You are viewing a plain text version of this content. The canonical link for it is here.
Posted to user@commons.apache.org by Mark Fortner <ph...@yahoo.com> on 2006/02/14 21:54:42 UTC
[vfs] File Metadata
I've been thinking about implementing support for File metadata on a
project that I'm working on. I was looking at the documentation and I
see references to the FileContentInfo and FileContentInfoFactory. I was
wondering if the intent of these interfaces is to provide a starting
point for metadata implementations?
What I'm planning on doing is implementing FileContentInfoFactory's that
can create a map containing the metadata extracted from the file. Does
this sound like a resonable approach that fits well with VFS?
Mark
---------------------------------------------------------------------
To unsubscribe, e-mail: commons-user-unsubscribe@jakarta.apache.org
For additional commands, e-mail: commons-user-help@jakarta.apache.org
Re: [vfs] File Metadata
Posted by Mark Fortner <ph...@yahoo.com>.
Mario Ivankovits wrote:
> Hi!
>
>> I agree that we shouldn't have individual accessors/mutators for
>> everything that you might want to get
>> out of a file (i.e. getAuthor, getCreationDate).
>>
>> What if we had something like this:
>>
>> MetadataFactory
>> [org.apache.commons.vfs.metadata]
>> + static getMetadata(FileObject file):Map
>> + static getKeys(FileObject file):Set
>>
> Does this mean we have to deal with untyped informations?
> I mean we have to do something like getMetadata(fo).get("TITLE") ?
>
> This is something I would avoid in any case.
>
>
What do you mean by "untyped informations"? I was thinking of a map of
Strings (Map<String, String>). Were there other
types that you were thinking about supporting? Dates and numbers can be
easily converted from Strings to those types, and we can either provide
some assistance there with helper methods, or let the user do it.
Is there some reason that you say you would "avoid in any case"?

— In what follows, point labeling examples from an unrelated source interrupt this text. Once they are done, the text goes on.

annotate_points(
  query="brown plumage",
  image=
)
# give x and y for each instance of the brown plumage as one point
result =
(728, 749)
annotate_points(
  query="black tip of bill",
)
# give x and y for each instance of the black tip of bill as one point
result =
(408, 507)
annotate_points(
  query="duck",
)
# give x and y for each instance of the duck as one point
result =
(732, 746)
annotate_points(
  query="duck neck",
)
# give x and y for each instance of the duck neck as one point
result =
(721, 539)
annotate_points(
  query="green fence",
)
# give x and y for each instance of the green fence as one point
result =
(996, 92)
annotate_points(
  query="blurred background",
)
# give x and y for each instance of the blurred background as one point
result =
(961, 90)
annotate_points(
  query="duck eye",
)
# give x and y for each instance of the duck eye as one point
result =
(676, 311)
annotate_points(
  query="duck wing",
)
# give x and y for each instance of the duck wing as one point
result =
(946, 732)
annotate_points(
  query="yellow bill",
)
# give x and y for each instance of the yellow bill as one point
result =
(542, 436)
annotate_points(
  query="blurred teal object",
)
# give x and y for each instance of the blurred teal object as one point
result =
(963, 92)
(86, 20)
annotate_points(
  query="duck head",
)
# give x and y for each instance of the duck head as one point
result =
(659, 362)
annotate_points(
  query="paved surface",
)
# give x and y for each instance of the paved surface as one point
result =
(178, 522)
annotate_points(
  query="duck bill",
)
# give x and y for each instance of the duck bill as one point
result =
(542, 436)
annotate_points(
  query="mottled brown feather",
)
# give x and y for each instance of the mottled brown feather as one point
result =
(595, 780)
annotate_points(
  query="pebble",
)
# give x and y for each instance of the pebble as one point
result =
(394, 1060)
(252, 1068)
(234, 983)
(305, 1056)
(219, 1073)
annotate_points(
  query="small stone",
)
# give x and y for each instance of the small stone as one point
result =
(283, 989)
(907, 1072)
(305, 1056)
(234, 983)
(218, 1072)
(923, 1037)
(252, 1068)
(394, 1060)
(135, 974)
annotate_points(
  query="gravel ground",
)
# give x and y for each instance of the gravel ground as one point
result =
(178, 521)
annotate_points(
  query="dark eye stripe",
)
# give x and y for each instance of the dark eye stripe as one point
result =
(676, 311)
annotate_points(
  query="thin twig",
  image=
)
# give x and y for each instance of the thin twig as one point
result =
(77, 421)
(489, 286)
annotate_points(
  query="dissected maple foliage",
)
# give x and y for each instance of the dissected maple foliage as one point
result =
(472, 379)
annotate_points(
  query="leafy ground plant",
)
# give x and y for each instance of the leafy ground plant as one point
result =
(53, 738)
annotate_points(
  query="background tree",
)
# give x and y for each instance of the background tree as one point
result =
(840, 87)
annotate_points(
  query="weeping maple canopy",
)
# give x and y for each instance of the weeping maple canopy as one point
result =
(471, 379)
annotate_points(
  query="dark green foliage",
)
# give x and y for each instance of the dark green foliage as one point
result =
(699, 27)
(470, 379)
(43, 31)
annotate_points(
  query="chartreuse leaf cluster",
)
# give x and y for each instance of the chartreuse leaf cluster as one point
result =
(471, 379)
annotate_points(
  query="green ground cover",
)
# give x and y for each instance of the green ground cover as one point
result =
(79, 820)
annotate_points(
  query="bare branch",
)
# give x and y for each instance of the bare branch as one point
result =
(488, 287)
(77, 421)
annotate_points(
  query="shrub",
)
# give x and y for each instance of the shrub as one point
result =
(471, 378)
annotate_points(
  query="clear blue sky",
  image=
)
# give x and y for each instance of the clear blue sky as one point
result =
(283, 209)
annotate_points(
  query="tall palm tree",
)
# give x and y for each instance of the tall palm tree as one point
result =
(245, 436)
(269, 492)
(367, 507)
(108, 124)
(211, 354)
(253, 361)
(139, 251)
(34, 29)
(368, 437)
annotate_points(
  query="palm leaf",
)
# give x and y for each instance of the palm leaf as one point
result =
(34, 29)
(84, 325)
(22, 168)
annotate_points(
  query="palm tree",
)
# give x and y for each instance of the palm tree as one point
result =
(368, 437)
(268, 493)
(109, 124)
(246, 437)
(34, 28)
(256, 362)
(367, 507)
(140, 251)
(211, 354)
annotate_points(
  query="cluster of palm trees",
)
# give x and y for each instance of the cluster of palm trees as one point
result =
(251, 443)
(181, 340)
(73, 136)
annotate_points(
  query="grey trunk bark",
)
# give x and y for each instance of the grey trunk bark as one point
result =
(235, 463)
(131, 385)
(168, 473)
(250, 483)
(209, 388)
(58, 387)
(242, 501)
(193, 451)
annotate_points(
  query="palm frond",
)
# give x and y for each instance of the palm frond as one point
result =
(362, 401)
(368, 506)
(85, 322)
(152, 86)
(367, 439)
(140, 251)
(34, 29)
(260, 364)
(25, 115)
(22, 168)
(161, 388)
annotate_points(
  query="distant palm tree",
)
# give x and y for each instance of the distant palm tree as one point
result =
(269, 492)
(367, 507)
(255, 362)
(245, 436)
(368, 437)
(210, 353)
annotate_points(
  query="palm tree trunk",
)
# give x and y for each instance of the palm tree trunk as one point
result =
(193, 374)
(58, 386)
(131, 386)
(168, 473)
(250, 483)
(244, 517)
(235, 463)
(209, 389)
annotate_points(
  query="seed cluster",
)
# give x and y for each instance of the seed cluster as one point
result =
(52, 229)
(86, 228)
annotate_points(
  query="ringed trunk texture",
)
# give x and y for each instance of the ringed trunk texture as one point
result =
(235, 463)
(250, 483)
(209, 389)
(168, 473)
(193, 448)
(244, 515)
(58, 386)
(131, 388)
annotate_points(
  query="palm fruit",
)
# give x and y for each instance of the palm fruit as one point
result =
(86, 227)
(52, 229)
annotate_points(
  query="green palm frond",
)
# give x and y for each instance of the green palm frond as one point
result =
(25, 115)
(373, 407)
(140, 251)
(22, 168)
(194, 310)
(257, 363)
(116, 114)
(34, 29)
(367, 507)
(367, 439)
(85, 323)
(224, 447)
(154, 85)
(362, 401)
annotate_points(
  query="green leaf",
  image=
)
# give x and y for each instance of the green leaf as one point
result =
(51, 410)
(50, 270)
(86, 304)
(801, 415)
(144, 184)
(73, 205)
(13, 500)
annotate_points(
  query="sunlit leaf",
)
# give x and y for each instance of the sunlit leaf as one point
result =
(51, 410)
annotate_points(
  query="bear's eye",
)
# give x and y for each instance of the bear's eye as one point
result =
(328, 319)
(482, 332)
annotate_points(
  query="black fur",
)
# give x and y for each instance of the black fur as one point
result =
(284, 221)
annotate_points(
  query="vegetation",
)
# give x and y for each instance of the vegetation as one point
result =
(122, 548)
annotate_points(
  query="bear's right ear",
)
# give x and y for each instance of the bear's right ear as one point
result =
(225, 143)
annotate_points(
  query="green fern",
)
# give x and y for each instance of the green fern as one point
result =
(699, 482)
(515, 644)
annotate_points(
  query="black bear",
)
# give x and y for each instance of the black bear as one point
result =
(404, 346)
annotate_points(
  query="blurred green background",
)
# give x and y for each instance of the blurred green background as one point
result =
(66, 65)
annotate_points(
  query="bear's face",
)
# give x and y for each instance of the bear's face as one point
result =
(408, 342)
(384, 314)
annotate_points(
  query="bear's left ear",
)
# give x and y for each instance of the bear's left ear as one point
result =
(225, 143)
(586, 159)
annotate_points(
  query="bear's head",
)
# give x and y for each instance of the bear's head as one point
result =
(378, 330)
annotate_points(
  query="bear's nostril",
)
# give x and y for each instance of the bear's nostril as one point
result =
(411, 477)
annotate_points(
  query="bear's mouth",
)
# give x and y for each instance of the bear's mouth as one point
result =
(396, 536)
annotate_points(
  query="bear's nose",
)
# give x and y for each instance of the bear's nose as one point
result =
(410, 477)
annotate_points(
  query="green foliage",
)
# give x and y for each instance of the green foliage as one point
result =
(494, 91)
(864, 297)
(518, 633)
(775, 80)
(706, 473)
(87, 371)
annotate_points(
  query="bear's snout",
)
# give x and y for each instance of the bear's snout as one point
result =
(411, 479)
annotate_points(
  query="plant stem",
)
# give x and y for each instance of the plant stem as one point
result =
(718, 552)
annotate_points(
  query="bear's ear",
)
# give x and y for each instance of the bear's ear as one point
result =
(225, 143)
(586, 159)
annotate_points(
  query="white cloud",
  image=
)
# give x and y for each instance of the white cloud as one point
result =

>> I've found that if users can't find something within 5-10 minutes they
>> figure it's not there, and either give up on the API or write their
>> own. Neither of which we would want them to do.
>>
>> The trick is getting them to "step into" the service API to begin with
>> -- it would require them to think of metadata as a service. It's not
>> something that naturally occurs to people to do and so they would
>> probably never think to look in a services package for metadata code.
>>
> This is why the name "service" is no longer on top of my list. Currently
> its "operation", but thinking of it would show me that "aspect" is more
> correct.
>
I think aspect would be confusing since people would think that you were
adding AOP functionality to VFS.
>
>> It isn't a new concept; however, its implementation in JAF left a lot
>> to be desired, and was difficult for a lot of people to understand.
>> This is the primary reason that it doesn't really get used a lot.
>> It's still gives me headaches when I look at the doc on it. :-)
>>
>> An org.apache.commons.vfs.metadata package would be fairly obvious to
>> most people.
>>
> Yes, this is something we would like to have anyway.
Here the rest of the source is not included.